However while symlinks can point to any point in the hierarchy,
device special files can only point to the actual devices,
so they don't provide access to the structure of the namespace.
It is not possible to examine the different levels in the
namespace, nor to get a 'directory listing' of all entries from some
particular node in the hierarchy.
Linux developers have made several attempts to redress this omission
with initiatives such as devfs, devpts, udev, sysfs, and more recently
devtmpfs. Given the variety of attempts, this is clearly a hard
problem. Part of the difficulty is maintaining backward compatibility
with the original Unix way of using device special files which gave,
for example, stable permission setting on devices. There are
doubtless other difficulties as well.
Not only was the device hierarchy not fully accessible, it was not
fully extensible. The old limit of 255 major numbers and 255 minor
number has long since been extended with minimal pain. However the
top level of "block or char" distinction is more deeply entrenched and harder to
change. When network devices came along they didn't really
fit either as "block" or "character" so, instead of being squeezed
into a model where they didn't fit, network devices got their very
own separate namespace which has its own separate functions for
enumerating all devices, opening devices, renaming devices etc.
So while hierarchical namespaces were certainly well exploited in the
early design, they fell short of being fully exploited, and this lead to
later extensions not being able to continue the exploitation fully.
Closing
These two examples - file descriptors and a uniform hierarchical
namespace - illustrate the pattern of "full exploitation" which can
be a very effective tool for building a strong design. While we can
see with hindsight that neither was carried out perfectly, they both
added considerable value to Unix and its successors, adequately
demonstrating the value of the pattern. Whenever one is looking to
add functionality it is important to ask "how can this build on what
already exists rather than creating everything from scratch?" and
equally "How can we make sure this is open to be built upon in the
future?"
The next article in this series will explore two more examples, examine their historical
development, and extract a different pattern -- one that brings
weakness rather than strength. It is a pattern that can be recognized
early, but still is an easy trap for the unwary.
Exercises
The interested reader might like to try the following exercises to
further explore some of the ideas presented in this article. There
are no definitive answers, but rather the questions are starting
points that might lead to interesting discoveries.

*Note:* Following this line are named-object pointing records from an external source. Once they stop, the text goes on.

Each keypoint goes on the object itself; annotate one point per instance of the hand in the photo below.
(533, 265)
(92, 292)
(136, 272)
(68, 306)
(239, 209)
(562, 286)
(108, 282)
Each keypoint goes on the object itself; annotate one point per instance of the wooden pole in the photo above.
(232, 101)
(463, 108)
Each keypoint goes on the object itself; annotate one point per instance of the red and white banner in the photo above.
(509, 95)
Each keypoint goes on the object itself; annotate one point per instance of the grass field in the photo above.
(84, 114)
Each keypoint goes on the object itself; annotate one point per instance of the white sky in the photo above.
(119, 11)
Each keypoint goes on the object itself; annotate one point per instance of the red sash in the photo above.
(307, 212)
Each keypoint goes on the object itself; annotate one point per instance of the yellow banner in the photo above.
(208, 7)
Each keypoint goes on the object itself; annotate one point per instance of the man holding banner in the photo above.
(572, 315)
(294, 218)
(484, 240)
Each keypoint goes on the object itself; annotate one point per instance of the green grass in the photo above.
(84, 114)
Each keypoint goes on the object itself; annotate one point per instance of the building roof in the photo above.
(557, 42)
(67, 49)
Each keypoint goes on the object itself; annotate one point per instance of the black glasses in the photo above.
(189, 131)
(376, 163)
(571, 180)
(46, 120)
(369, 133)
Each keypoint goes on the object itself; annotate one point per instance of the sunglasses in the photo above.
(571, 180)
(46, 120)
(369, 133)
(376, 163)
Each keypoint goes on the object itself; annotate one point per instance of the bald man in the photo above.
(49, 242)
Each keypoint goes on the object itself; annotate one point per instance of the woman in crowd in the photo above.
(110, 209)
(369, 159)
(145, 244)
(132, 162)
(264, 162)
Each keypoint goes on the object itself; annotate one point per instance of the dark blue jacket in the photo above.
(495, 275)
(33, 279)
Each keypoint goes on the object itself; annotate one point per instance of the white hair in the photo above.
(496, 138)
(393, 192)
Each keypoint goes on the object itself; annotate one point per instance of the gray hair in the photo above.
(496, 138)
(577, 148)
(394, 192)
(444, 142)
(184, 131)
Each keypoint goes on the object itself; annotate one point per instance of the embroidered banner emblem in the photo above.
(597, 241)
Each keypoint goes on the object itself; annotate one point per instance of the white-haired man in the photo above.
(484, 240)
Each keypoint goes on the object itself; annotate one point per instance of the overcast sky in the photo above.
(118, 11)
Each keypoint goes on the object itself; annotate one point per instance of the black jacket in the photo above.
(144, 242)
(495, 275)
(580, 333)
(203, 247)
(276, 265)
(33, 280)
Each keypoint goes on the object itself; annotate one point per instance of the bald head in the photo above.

- Make a list of all kernel-managed objects that can be referenced
using a file descriptor, and the actions that can be effected through
that file descriptor. Make another list of actions or objects which do
not use a file descriptor. Explain how one such action or object
could benefit by being included in a fuller exploitation of file
descriptors.
- Identify three distinct namespaces in Unix or Linux that are not
primarily accessed through the "single namespace". For each,
identify one benefit that could be realized by incorporating the
namespace into the single namespace.
- Identify an area of the IP protocol suite where "full exploitation"
has resulted in significant simplicity, or otherwise been of benefit.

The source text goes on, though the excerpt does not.